I'd actually think talking to the school and asking very nicely of the IT person might be a good start. seems a bit daft if you cannot transfer files, its not as if it could be used for cheating or anything... grin. I suspect they have it all tied up so whatever the little darlings try its not going to happen. Brian

Reply to
Brian Gaff

I presume the school encourages their student to back up their work? That method could be used to make the transfer.

Reply to
Bob Minchin

Her friend probably has access to someone with iTunes on their PC?

OTOH you could use some linux tools...

formatting link

or as Peter says, chuck it back at the school. Someone there should be onhand to sort out the real world issues arising around their decision to deploy items so locked down to be unusable. Like, have they even considered that some students would like to backup their work in case the iPad gets damaged, lost or stolen?

Reply to
Adrian C

Remember the Sony Walkman Brian? A tape recorder that didn't record? Oh how we laughed.

Reply to
Graham.

Depends how large - Dropbox or Google drive perhaps?

Reply to
RJH

What don't you understand about "no cloud storage etc"?

Reply to
Dave Liquorice

I think that would be a very rash assumption and the one assuming the school has a staff IT person with knowledge more than switch on, click here...

If you connect and iPad toa PC via USB does it appear as "external storage" that you can then browse about on the PC?

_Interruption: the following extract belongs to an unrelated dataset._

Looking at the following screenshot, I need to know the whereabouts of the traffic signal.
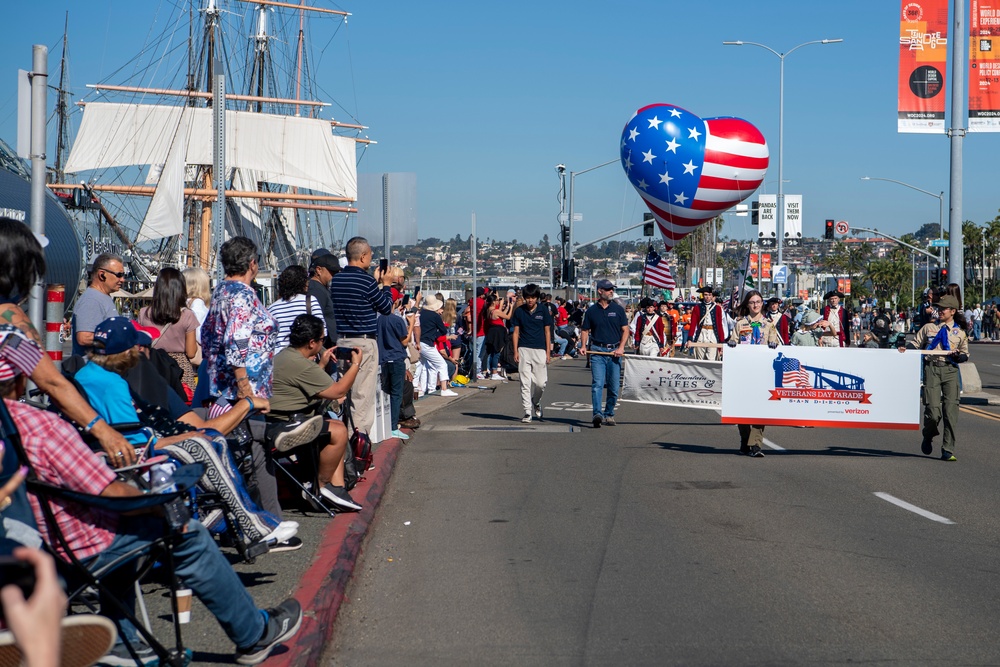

Or connect both iPads to the same WiFi network and see if they can see each other?

Reply to
Dave Liquorice

En el artículo , JoeJoe escribió:

Email it to yourself, then collect it on the other iPad.

Reply to
Mike Tomlinson

Mike Tomlinson wrote in news: snipped-for-privacy@jasper.org.uk:

+1
Reply to
DerbyBorn

"Would that it were", as Robert Robinson would say when your idea was good, in spite of being wrong.

Reply to
Graham.

Movie file? Quite likely to exceed the maximum file size of a lot of email services.

Tim

Reply to
Tim+

Tried it - they are only allowed to email each other at the school email address, which cannot handle such a large file...

Reply to
JoeJoe

Thanks guys for all your advice - looks like a call to the school IT guy is in order.

PS: I think I'll stick to Android for everything for the foreseeable future (as if I needed a confirmation... ;-) ).

Reply to
JoeJoe

Kinda highlights the fact that the iPad was really designed for *consuming* content, not for generating it. I realise that installing apps is a no-no but it's the kind of task that "Mover" was created for. Presumably a member of staff with admin rights *could* upload it to a Dropbox account if they were feeling helpful?

Tim

Reply to
Tim+

Oversight, but even so, how can browser-sorted cloud storage be monitored in a way that any other non-app method of transfer cannot?

Reply to
RJH

I'd ask on uk.comp.sys.mac

Reply to
RJH

But on iThings files don't belong to the owner of the device, they belong to the app that created them and are otherwise invisible, so a web browser can't open files owned by a video app, it's up to the video app to provide "send to $other app" function(s).

Since installing cloud sharing apps is banned in this case, that probably means no dice.

Reply to
Andy Burns

pretty sure I usb'ed an ipad into my linux, read stuff off it and presumably the reverse is true.

Or was it an i-phone?

Friends son died, and he wanted his weird collection of oversized women and policemen. The son was ...damaged at birth shall we say.